Autor: Kiersten White Wydawnictwo: Amber Premiera: 2011 Ilość stron:320 Moja ocena: 4/6 |
Co to jest paranormalność?
Evie się nad tym nie zastanawia, choć pracuje dla Międzynarodowej Agencji Nadzoru nad Istotami Paranormalnymi. I uważa siebie za zupełnie normalną, chociaż żyje wśród paranormali, których kontroluje i wśród których czuje się znakomicie (choć elfy bywają niebezpieczne, wampiry wkurzające, a gremliny tępe).
Nagle w zupełnie normalnym świecie Evie pojawia się zupełnie niesamowity chłopak – i wywraca go do góry nogami. Wszystko, w co Evie wierzyła, może okazać się kłamstwem. A niebezpieczeństwo, jakie zawiśnie nad paranormalami, może zagrozić jej samej – i jej uczuciu do tajemniczego Lenda…
No to tyle jeśli chodzi o normalność…źródło
Wyobraź sobie, że masz dar widzenia prawdziwego oblicza istot paranormalnych, pracujesz w agencji, która uwalnia świat od tych niebezpiecznych stworzeń, wierzysz w swoje człowieczeństwo...aż tu nagle dowiadujesz się, że nie należysz do gatunku ludzkiego, a twoja kategoria istnienia jest nieznana. Więc kim jesteś? Taki los spotkał bohaterkę powieści "Paranormalność" Evie, która jest młodą i zagubioną dziewczyną, próbującą odnaleźć swoje miejsce na ziemi.

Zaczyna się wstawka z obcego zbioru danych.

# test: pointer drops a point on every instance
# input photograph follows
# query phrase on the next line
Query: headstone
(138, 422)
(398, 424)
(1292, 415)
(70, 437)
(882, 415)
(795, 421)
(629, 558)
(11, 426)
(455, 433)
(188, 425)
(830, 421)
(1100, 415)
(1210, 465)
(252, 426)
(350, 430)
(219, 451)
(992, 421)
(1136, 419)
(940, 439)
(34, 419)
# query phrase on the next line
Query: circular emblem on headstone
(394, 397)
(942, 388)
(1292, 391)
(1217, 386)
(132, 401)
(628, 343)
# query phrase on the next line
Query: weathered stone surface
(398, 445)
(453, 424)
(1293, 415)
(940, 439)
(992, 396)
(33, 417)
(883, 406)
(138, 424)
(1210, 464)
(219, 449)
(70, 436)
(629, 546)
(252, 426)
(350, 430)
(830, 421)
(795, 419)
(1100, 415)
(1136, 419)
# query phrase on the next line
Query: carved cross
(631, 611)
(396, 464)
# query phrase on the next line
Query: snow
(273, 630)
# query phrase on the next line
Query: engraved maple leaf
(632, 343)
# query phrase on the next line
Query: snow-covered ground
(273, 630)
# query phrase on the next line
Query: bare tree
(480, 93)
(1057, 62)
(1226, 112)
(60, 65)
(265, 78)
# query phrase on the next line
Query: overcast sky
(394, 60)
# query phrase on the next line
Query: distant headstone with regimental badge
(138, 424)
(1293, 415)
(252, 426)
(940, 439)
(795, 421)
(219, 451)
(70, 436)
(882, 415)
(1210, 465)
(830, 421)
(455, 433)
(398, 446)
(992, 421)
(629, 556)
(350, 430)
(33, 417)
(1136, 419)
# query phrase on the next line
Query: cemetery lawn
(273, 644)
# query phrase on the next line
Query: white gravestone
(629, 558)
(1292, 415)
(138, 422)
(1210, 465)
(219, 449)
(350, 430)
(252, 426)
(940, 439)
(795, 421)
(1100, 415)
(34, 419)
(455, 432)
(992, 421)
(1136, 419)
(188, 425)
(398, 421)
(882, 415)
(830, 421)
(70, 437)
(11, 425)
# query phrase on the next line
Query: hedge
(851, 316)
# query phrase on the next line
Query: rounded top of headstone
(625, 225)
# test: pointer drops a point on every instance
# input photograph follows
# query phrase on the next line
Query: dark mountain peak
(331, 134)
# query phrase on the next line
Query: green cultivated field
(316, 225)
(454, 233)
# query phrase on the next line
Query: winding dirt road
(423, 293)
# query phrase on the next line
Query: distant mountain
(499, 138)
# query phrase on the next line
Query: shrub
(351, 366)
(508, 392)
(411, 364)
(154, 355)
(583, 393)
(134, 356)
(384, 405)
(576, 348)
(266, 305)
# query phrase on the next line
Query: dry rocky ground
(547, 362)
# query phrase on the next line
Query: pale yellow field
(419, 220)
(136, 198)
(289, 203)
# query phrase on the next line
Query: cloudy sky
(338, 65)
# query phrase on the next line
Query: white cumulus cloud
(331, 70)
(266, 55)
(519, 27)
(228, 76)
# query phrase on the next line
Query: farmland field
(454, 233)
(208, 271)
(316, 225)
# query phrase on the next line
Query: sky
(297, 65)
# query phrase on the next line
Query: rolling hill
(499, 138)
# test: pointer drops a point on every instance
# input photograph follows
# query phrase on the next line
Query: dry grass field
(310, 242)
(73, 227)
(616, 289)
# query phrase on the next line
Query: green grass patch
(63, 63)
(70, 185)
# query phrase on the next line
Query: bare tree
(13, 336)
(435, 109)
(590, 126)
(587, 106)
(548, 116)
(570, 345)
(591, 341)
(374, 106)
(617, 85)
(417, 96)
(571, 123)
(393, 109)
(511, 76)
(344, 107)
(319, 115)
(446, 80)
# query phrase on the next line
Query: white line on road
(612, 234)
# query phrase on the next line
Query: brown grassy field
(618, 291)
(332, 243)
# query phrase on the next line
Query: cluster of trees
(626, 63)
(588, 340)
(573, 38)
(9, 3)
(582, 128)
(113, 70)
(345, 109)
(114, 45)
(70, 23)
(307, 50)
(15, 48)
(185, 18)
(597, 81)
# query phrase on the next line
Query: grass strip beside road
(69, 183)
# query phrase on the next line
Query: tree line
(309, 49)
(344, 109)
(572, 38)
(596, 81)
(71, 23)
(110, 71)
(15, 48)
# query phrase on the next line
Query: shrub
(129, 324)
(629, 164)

O książce "Paranormalność" niestety nie czytałam zbyt wiele, skusił mnie opis wydawcy, więc ją kupiłam. Czego spodziewałam się po opisanej historii - ciekawej opowieści, chwili relaksu... i w sumie mogę powiedzieć, że się nie rozczarowałam.
Książka nie ma długiego wprowadzenia, autorka bardzo szybko wkracza do akcji. Początkowo faktycznie treść nie jest zbyt wciągające, ale z czasem, gdy poznajemy bardziej bohaterów oraz wydarzenia, zaczyna zaciekawiać. Pisarka bawi się z czytelnikiem, gdyż do końca nie zdradza kim jest Evie, aczkolwiek ujawnia fakty, które budzą ciekawość i zmuszają do dalszego czytania. Takie posunięcie jest być może i dobre, ale taka niewiedza - drażni.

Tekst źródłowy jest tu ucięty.